A novidade é a introdução do 4D-Chassis Control, que centraliza a ativação desses e de outros sistemas a partir da análise eletrônica das condições de condução. Um exemplo dado pela própria Porsche: numa curva contornada de modo mais "dinâmico" (ou seja, em velocidade acima do razoável) pelo novo Panamera, o controle 4D pode decidir acionar todas os sistemas simultaneamente, modulando a intensidade de cada um, para atingir o objetivo de não sair do traçado e completar a manobra em segurança e com rapidez.

Na cabine, o que mais chama a atenção é o conjunto de instrumentos e o multimídia. Atrás do volante, como é tradição na Porsche, salta aos olhos o conta-giros grande e centralizado. Mas ele é a única peça analógica do cluster: dos dois lados dele há telas com instrumentos virtuais -- inclusive o velocímetro.

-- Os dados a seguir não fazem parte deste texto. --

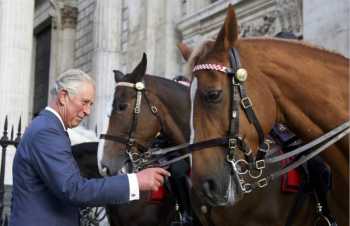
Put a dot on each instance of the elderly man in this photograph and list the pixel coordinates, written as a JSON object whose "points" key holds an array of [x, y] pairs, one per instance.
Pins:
{"points": [[47, 186]]}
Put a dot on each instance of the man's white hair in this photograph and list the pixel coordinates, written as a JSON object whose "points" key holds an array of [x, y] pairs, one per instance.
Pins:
{"points": [[71, 81]]}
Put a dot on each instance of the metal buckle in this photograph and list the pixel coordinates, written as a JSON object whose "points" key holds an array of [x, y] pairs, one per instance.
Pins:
{"points": [[246, 102], [260, 164], [131, 141], [232, 143], [250, 172], [154, 109], [134, 157], [267, 145], [262, 183], [137, 110], [247, 188], [239, 165], [139, 86]]}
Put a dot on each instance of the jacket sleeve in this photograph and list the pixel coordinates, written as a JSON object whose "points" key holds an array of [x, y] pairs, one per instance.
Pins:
{"points": [[53, 160]]}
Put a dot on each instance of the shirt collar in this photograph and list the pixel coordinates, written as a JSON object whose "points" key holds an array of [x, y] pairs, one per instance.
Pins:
{"points": [[57, 115]]}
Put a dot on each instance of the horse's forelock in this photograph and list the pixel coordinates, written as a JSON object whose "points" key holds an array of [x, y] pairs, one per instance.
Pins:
{"points": [[198, 52]]}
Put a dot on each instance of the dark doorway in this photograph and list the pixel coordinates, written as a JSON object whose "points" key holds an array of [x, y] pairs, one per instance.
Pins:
{"points": [[42, 66]]}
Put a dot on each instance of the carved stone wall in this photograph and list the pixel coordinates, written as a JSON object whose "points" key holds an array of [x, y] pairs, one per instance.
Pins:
{"points": [[256, 18]]}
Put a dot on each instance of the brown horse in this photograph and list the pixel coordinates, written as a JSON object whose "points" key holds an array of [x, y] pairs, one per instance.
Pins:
{"points": [[163, 109], [302, 86]]}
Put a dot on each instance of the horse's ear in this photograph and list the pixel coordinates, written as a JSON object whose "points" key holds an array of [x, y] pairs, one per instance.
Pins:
{"points": [[185, 50], [140, 69], [118, 75], [228, 34]]}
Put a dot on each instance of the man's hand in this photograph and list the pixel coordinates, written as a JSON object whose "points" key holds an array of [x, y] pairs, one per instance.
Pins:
{"points": [[151, 179]]}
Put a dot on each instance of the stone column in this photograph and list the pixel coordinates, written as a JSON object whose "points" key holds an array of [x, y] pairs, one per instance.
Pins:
{"points": [[327, 25], [69, 21], [172, 56], [16, 41], [106, 56]]}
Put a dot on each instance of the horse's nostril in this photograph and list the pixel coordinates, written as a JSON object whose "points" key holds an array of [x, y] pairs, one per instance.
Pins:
{"points": [[209, 188], [104, 171]]}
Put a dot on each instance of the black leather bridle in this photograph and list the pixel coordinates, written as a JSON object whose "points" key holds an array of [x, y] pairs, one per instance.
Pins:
{"points": [[139, 155]]}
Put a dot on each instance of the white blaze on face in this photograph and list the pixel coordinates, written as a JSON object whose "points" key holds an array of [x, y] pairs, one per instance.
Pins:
{"points": [[101, 143], [193, 91]]}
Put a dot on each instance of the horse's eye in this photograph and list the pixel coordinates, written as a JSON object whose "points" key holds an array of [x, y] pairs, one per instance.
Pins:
{"points": [[121, 106], [213, 96]]}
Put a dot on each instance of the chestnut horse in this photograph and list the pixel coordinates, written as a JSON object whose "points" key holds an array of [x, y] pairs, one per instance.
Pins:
{"points": [[290, 82], [163, 109]]}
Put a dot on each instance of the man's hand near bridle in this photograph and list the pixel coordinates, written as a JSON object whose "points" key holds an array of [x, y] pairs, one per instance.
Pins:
{"points": [[151, 179]]}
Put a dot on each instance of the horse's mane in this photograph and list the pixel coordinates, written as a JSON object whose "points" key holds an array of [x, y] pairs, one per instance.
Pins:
{"points": [[203, 48]]}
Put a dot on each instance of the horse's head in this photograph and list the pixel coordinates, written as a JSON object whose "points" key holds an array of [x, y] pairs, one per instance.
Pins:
{"points": [[213, 176], [144, 108], [131, 123]]}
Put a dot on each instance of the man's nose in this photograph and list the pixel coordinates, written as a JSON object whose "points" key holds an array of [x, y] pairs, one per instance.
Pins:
{"points": [[87, 109]]}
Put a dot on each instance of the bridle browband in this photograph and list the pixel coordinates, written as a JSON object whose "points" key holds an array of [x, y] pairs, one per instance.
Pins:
{"points": [[142, 157]]}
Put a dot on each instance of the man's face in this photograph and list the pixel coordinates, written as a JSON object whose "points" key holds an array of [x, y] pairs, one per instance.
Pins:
{"points": [[79, 106]]}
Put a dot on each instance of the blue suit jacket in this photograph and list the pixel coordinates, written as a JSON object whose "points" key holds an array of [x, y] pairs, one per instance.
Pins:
{"points": [[47, 186]]}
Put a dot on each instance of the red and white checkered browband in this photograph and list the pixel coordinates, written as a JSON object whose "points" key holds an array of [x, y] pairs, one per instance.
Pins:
{"points": [[215, 67]]}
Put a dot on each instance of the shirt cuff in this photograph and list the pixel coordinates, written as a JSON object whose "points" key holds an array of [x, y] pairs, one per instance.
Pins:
{"points": [[134, 191]]}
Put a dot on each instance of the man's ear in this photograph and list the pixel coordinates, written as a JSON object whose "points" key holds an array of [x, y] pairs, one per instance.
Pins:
{"points": [[62, 97]]}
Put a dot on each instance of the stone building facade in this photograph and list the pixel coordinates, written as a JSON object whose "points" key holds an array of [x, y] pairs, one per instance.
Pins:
{"points": [[39, 39]]}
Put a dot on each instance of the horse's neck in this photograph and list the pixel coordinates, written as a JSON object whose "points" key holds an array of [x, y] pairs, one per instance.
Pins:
{"points": [[309, 87], [175, 111]]}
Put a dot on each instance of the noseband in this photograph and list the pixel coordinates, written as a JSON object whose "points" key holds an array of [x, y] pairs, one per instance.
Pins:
{"points": [[138, 158]]}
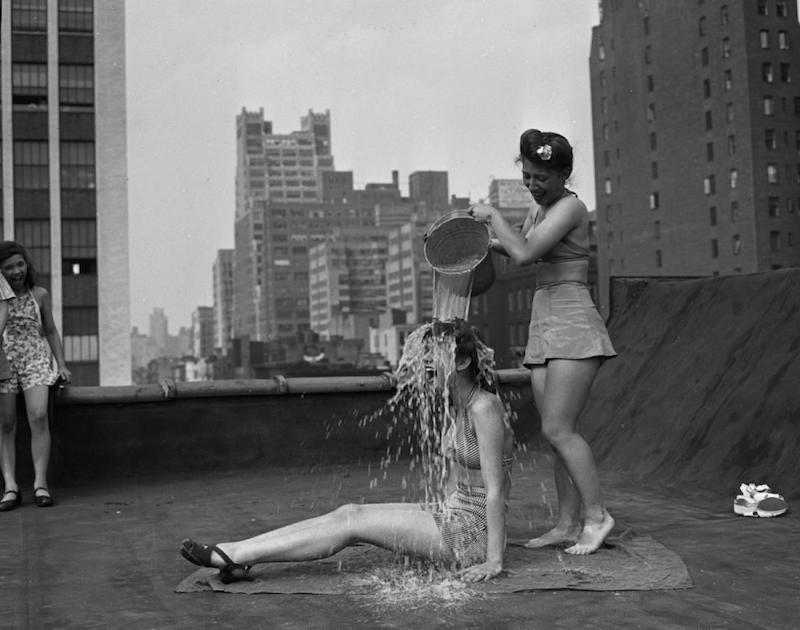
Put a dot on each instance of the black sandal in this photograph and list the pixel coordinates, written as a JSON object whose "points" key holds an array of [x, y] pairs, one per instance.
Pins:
{"points": [[200, 554], [42, 500], [7, 505]]}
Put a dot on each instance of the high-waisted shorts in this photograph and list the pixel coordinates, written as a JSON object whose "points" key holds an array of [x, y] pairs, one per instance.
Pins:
{"points": [[462, 522], [565, 324]]}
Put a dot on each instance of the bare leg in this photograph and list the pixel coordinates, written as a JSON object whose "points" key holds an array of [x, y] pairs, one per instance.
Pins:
{"points": [[566, 391], [568, 526], [8, 434], [36, 405], [403, 527]]}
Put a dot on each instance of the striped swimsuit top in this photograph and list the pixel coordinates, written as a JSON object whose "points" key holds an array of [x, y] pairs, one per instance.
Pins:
{"points": [[462, 446]]}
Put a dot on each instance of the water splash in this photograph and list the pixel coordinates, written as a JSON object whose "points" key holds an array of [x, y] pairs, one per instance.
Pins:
{"points": [[451, 295]]}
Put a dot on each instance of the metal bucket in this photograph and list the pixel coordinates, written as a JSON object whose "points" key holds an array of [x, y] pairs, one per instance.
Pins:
{"points": [[456, 244]]}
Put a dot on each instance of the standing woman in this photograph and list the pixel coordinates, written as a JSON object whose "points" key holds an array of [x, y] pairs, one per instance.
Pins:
{"points": [[567, 338], [31, 343]]}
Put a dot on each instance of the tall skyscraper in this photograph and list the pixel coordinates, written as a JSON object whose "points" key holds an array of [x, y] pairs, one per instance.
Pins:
{"points": [[696, 115], [64, 170], [223, 299], [273, 170]]}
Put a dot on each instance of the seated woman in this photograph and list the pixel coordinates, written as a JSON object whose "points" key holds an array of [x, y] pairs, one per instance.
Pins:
{"points": [[467, 529]]}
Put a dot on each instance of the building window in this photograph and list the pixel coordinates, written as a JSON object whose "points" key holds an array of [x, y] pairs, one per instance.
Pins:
{"points": [[31, 170], [773, 206], [75, 16], [734, 211], [771, 139], [80, 348], [76, 85], [77, 165], [726, 47], [29, 84], [772, 174], [30, 15]]}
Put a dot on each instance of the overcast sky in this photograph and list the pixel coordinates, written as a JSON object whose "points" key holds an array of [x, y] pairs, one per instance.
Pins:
{"points": [[410, 85]]}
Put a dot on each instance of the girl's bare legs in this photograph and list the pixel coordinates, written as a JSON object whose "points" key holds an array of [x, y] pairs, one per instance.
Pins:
{"points": [[403, 527], [36, 405], [8, 434], [568, 526], [566, 389]]}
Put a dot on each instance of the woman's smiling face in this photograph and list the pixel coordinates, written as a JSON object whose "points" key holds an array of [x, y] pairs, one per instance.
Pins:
{"points": [[14, 269], [545, 185]]}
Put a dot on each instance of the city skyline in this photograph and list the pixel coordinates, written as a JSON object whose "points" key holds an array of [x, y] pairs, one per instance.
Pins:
{"points": [[406, 92]]}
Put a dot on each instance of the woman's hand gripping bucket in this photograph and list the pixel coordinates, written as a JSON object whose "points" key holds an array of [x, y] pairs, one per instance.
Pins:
{"points": [[456, 244]]}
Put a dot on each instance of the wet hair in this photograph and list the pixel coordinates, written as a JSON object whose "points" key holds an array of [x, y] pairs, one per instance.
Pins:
{"points": [[560, 155], [466, 338], [9, 249]]}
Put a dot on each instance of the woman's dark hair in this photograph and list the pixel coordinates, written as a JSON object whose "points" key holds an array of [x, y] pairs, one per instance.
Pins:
{"points": [[10, 248], [546, 148], [466, 338]]}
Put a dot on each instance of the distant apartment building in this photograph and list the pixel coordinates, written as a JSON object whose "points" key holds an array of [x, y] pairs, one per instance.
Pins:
{"points": [[222, 277], [63, 190], [510, 197], [409, 277], [203, 332], [430, 190], [275, 168], [696, 119], [347, 283]]}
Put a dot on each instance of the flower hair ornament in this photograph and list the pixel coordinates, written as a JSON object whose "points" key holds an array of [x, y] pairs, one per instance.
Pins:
{"points": [[545, 152]]}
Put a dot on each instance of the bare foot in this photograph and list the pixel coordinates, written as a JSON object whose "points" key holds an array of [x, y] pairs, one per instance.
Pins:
{"points": [[592, 536], [556, 536]]}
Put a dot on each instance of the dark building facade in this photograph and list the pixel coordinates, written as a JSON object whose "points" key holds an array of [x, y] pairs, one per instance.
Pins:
{"points": [[696, 118], [64, 171]]}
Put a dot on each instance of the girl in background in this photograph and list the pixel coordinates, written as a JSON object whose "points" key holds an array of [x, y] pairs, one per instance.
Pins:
{"points": [[31, 343]]}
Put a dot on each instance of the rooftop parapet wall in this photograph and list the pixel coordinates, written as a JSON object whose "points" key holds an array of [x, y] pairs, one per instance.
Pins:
{"points": [[706, 388], [181, 427]]}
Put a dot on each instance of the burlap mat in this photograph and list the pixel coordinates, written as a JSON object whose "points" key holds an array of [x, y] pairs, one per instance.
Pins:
{"points": [[626, 562]]}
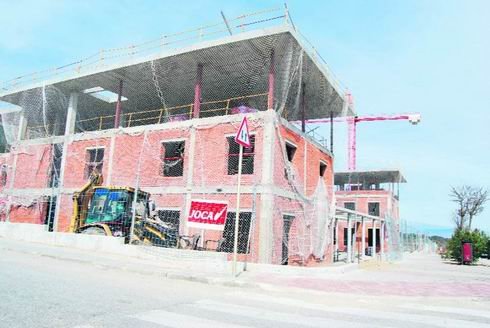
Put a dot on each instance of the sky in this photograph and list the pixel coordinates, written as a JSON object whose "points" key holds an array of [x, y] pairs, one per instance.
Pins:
{"points": [[395, 56]]}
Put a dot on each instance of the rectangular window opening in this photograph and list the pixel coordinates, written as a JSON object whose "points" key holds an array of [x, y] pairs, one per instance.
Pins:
{"points": [[323, 168], [351, 234], [173, 159], [234, 153], [94, 160], [243, 233], [350, 206], [373, 209], [290, 151]]}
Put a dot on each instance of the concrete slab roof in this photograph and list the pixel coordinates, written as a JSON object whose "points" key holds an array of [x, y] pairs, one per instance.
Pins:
{"points": [[235, 65], [369, 177]]}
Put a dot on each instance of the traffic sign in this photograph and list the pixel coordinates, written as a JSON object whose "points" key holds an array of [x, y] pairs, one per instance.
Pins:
{"points": [[243, 136]]}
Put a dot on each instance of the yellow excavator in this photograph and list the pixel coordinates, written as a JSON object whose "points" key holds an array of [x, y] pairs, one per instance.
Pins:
{"points": [[108, 210]]}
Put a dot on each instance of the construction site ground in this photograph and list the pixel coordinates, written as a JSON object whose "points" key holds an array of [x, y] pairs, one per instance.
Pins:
{"points": [[51, 286]]}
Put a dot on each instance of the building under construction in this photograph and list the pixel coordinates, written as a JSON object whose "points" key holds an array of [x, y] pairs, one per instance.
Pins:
{"points": [[161, 117]]}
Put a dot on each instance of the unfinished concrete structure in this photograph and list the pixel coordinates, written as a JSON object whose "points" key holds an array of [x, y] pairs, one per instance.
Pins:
{"points": [[376, 195], [162, 119]]}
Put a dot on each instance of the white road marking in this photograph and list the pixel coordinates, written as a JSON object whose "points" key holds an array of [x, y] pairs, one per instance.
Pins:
{"points": [[275, 316], [429, 319], [447, 309], [176, 320]]}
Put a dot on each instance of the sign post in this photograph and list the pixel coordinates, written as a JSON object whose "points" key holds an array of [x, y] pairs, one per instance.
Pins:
{"points": [[243, 139]]}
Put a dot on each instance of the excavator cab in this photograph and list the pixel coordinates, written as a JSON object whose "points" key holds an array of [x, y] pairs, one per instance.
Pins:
{"points": [[108, 211], [111, 207]]}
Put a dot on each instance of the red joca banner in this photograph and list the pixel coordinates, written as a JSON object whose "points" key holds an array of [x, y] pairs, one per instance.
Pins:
{"points": [[207, 214]]}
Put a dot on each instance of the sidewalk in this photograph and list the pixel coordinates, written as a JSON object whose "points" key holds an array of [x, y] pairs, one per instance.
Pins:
{"points": [[110, 253]]}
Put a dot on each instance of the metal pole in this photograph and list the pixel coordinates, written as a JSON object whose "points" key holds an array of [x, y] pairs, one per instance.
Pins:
{"points": [[270, 95], [303, 110], [352, 123], [237, 216], [374, 239], [197, 91], [336, 248], [226, 23], [349, 241], [331, 132], [382, 239], [117, 119], [363, 238]]}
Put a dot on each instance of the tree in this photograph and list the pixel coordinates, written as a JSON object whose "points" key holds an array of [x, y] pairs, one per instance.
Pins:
{"points": [[478, 197], [470, 201]]}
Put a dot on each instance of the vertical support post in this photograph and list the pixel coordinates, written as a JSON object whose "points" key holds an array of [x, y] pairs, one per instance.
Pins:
{"points": [[265, 223], [303, 109], [374, 239], [71, 114], [197, 91], [117, 119], [336, 248], [270, 95], [382, 239], [237, 216], [21, 134], [331, 132], [351, 143], [349, 241], [363, 238]]}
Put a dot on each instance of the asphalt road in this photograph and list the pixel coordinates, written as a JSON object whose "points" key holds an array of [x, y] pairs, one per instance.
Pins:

O sistema multimídia possui tela tátil e wide de 12,3 polegadas e oferece alta conectividade com o smartphone dos ocupantes. Dependendo do país, pode-se inserir um cartão SIM com plano de dados num slot que fica dentro do porta-luvas, e então conectar o Panamera diretamente à internet. O som de série é Bose, mas cerca de 4 mil euros adicionais podem acrescentar a algumas versões um sistema 3D de altíssima gama, com 21 alto-falantes.

Claro, o Panamera é um sedã/cupê com alma de esportivo, mas também é um carro de luxo. Ele oferece apenas quatro lugares -- mas são quatro superbancos, todos eles com 18 ajustes de posição, oito de apoio lombar e cinco programas de massagem.

CARRO ONLINE andou no novo Panamera apenas como passageiro (veja no vídeo acima, que reproduz o post original em nosso Facebook), num circuito próximo a Dresden (EuroSpeedway Lausitzring), e por ora se abstém de emitir opinião sobre a condução do modelo. Os carros usados no evento da Porsche eram "pré-série", ou seja, feitos antes de a linha de produção começar a funcionar efetivamente -- além disso, tinham proteções plásticas grudadas na carroceria para evitar danos pelos resíduos da pista. 

MERCADO
A Porsche do Brasil ainda não tem os preços locais da nova geração do Panamera. CARRO ONLINE avalia que a versão topo, a Panamera Turbo, deve ultrapassar a marca do milhão de reais.

O carro vem experimentando uma queda nas vendas, em parte atribuível ao sucesso do SUV compacto Macan no país, que estaria roubando clientes mais interessados na marca Porsche do que numa carroceria específica. Segundo a assessoria da marca, em 2014 foram emplacadas 23 unidades do Panamera, caindo para 19 no ano passado. Este ano, em todo o Brasil foram apenas sete carros no 1º semestre.

A grife esportiva alemã acabou de apresentar ao mercado brasileiro a gama completa do 911 e também o "mais barato" 718 Boxster; agora mostra o Panamera e, logo mais, o 718 Cayman. Opção é o que não falta para os endinheirados.